希少金属・ガリウム…中国「輸出規制」の衝撃 米中対立に巻き込まれる日本

米中の対立がエスカレートする中、習政権は7月に入り、中国の安全と利益を守るためとして、希少金属であるガリウムとゲルマニウムの海外輸出を規制すると発表した。中国は世界の市場に流れるガリウムの9割を握っており、日本はガリウムの輸入を中国に依存している。日本の半導体関連企業にも影響が出ると思われるが、どの程度のダメージになるかは現時点ではっきりしない。ガリウムとゲルマニウムは半導体の材料として使われ、スマートフォンの顔認証に使っている面発光レーザーや液晶テレビのバックライトなどの白色発光ダイオードにも欠かせないものだ。

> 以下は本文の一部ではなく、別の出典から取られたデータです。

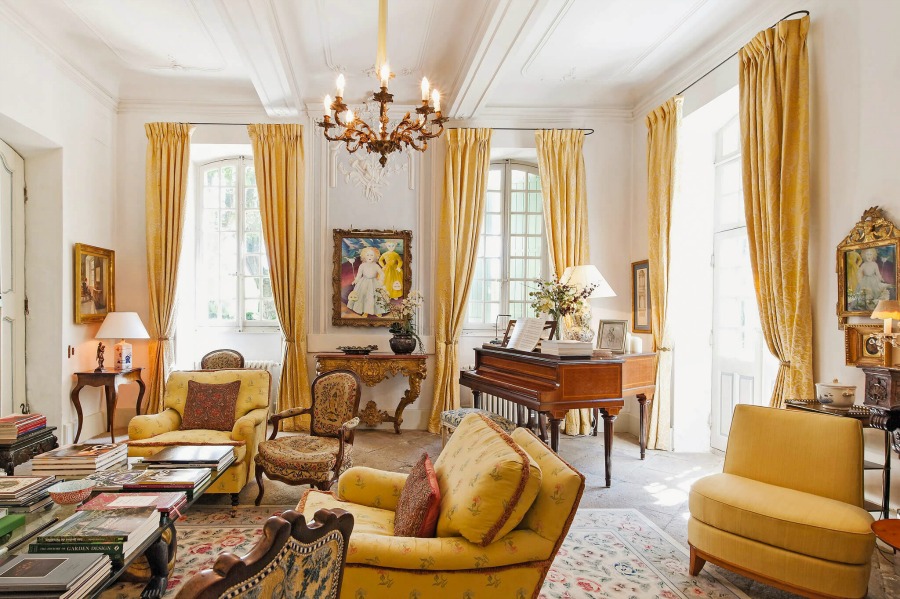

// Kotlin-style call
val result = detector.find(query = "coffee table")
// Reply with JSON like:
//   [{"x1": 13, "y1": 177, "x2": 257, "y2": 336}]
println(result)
[{"x1": 0, "y1": 464, "x2": 229, "y2": 598}]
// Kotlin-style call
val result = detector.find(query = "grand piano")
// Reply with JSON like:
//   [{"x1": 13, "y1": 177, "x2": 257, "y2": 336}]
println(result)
[{"x1": 459, "y1": 345, "x2": 657, "y2": 487}]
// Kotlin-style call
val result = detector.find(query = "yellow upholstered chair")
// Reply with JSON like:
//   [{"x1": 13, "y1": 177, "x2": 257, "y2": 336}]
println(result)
[
  {"x1": 689, "y1": 404, "x2": 876, "y2": 599},
  {"x1": 128, "y1": 369, "x2": 271, "y2": 506},
  {"x1": 299, "y1": 412, "x2": 585, "y2": 599}
]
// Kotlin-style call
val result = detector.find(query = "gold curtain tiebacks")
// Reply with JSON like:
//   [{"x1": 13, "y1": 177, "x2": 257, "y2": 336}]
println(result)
[
  {"x1": 658, "y1": 346, "x2": 672, "y2": 352},
  {"x1": 779, "y1": 361, "x2": 791, "y2": 367},
  {"x1": 156, "y1": 337, "x2": 171, "y2": 341},
  {"x1": 441, "y1": 340, "x2": 457, "y2": 346}
]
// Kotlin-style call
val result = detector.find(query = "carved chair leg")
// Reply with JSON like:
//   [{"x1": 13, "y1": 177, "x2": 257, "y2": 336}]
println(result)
[
  {"x1": 689, "y1": 545, "x2": 706, "y2": 576},
  {"x1": 254, "y1": 468, "x2": 266, "y2": 506},
  {"x1": 315, "y1": 480, "x2": 331, "y2": 491},
  {"x1": 230, "y1": 493, "x2": 239, "y2": 517}
]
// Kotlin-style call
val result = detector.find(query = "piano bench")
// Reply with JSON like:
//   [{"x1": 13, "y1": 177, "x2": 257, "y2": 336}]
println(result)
[{"x1": 440, "y1": 408, "x2": 516, "y2": 446}]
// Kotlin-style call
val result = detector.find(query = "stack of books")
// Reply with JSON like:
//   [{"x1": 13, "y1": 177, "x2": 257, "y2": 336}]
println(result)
[
  {"x1": 31, "y1": 444, "x2": 128, "y2": 478},
  {"x1": 121, "y1": 469, "x2": 212, "y2": 500},
  {"x1": 0, "y1": 476, "x2": 56, "y2": 513},
  {"x1": 540, "y1": 340, "x2": 594, "y2": 357},
  {"x1": 0, "y1": 553, "x2": 111, "y2": 599},
  {"x1": 142, "y1": 445, "x2": 235, "y2": 472},
  {"x1": 0, "y1": 414, "x2": 47, "y2": 443},
  {"x1": 29, "y1": 507, "x2": 159, "y2": 565},
  {"x1": 80, "y1": 492, "x2": 188, "y2": 520}
]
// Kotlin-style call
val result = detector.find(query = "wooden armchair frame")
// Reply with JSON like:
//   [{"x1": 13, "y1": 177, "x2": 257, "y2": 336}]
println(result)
[
  {"x1": 200, "y1": 349, "x2": 245, "y2": 369},
  {"x1": 176, "y1": 508, "x2": 353, "y2": 599},
  {"x1": 255, "y1": 369, "x2": 362, "y2": 505}
]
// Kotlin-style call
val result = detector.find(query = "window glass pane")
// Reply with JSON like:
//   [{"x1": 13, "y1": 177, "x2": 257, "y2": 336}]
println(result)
[
  {"x1": 486, "y1": 191, "x2": 502, "y2": 213},
  {"x1": 526, "y1": 259, "x2": 541, "y2": 278},
  {"x1": 222, "y1": 188, "x2": 236, "y2": 209},
  {"x1": 245, "y1": 232, "x2": 262, "y2": 254},
  {"x1": 485, "y1": 258, "x2": 501, "y2": 280},
  {"x1": 263, "y1": 299, "x2": 277, "y2": 320},
  {"x1": 486, "y1": 302, "x2": 500, "y2": 323},
  {"x1": 243, "y1": 255, "x2": 261, "y2": 276},
  {"x1": 509, "y1": 281, "x2": 525, "y2": 302},
  {"x1": 220, "y1": 210, "x2": 237, "y2": 231},
  {"x1": 527, "y1": 214, "x2": 542, "y2": 235},
  {"x1": 222, "y1": 166, "x2": 236, "y2": 186},
  {"x1": 510, "y1": 302, "x2": 526, "y2": 319},
  {"x1": 203, "y1": 187, "x2": 218, "y2": 208},
  {"x1": 510, "y1": 214, "x2": 525, "y2": 234},
  {"x1": 527, "y1": 172, "x2": 541, "y2": 191},
  {"x1": 262, "y1": 278, "x2": 273, "y2": 298},
  {"x1": 485, "y1": 236, "x2": 502, "y2": 258},
  {"x1": 487, "y1": 169, "x2": 502, "y2": 191},
  {"x1": 527, "y1": 193, "x2": 542, "y2": 213},
  {"x1": 205, "y1": 168, "x2": 219, "y2": 186},
  {"x1": 487, "y1": 281, "x2": 501, "y2": 302},
  {"x1": 202, "y1": 210, "x2": 219, "y2": 232},
  {"x1": 245, "y1": 188, "x2": 259, "y2": 209},
  {"x1": 221, "y1": 299, "x2": 236, "y2": 321},
  {"x1": 244, "y1": 277, "x2": 262, "y2": 299},
  {"x1": 510, "y1": 236, "x2": 525, "y2": 256},
  {"x1": 244, "y1": 299, "x2": 261, "y2": 321},
  {"x1": 511, "y1": 192, "x2": 525, "y2": 212},
  {"x1": 718, "y1": 160, "x2": 741, "y2": 195},
  {"x1": 468, "y1": 302, "x2": 483, "y2": 323},
  {"x1": 244, "y1": 166, "x2": 256, "y2": 187},
  {"x1": 509, "y1": 258, "x2": 525, "y2": 279},
  {"x1": 244, "y1": 210, "x2": 262, "y2": 232},
  {"x1": 526, "y1": 236, "x2": 542, "y2": 257},
  {"x1": 471, "y1": 281, "x2": 483, "y2": 301},
  {"x1": 721, "y1": 120, "x2": 739, "y2": 156},
  {"x1": 511, "y1": 169, "x2": 526, "y2": 190},
  {"x1": 484, "y1": 214, "x2": 502, "y2": 234}
]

今回の規制発表について、中国政府は特定国を念頭に置いたものではないとしているが、米国が主導する先端半導体の対中輸出規制への対抗措置であることは間違いない。バイデン政権は昨年秋、先端半導体の製造装置や技術が中国によって軍事転用される恐れから、対中半導体輸出規制を導入した。これは、先端半導体がほしい中国にそれが渡らないようにする禁止措置だが、人民解放軍の近代化を押し進める習政権にとって先端半導体は獲得必須アイテムであり、この規制に不満を募らせている。

そして、バイデン政権は今年1月、先端半導体の製造装置で世界をリードする日本とオランダに対して、先端半導体の製造装置が中国に渡らないよう対中輸出規制を要請した。オランダがはじめに協力することを発表し、日本も3月、繊細な回路パターンを基板に記録する露光装置、洗浄・検査に用いる装備など23品目で対中輸出規制を実行することを明らかにし、それが7月下旬から実行に移される。

しかし、ここに来て1つのリスクが表面化している。トランプ政権以降、米中間で貿易摩擦が拡大する中、最近日本が当事者としてそれに巻き込まれつつある。中国の魏建国・元商務次官は5日、中国政府が発表したガリウムなど半導体素材の輸出規制について、今後も中国のハイテク部門を狙った貿易規制が続くなら中国の対抗措置はエスカレートし、制裁の種類や手段は他にも多くあると強くけん制した。また、共産党系機関誌の環球時報は4日、「米国とその同盟国は中国の主要材料輸出の制限に込められた警告に耳を傾けよ」と題した社説を公開した。

習政権は日本への貿易規制をエスカレートさせると発表したわけではないが、環球時報が「米国とその同盟国」と言及したように、日本が先端半導体規制で米国に同調する道を選んだことも相まって、今後は米中貿易摩擦において日本も当事者化する可能性が高い。実際、中国は米国と足並みを揃える第三国への不満を募らせており、今後の半導体覇権競争において日本はいっそう影響を受けそうな予感だ。

日本は新車製造に必要な部品、スマートフォンやノートパソコン、タブレット端末など多くの品々で中国依存が深い。半導体覇権競争で中国の日本への不満がさらに強まれば、半導体とは別の分野にも貿易摩擦が拡大し、日中貿易摩擦と呼ばれる時代がやってくることも既に夢物語ではないだろう。 

◆治安太郎(ちあん・たろう) 国際情勢専門家。各国の政治や経済、社会事情に詳しい。各国の防衛、治安当局者と強いパイプを持ち、日々情報交換や情報共有を行い、対外発信として執筆活動を行う。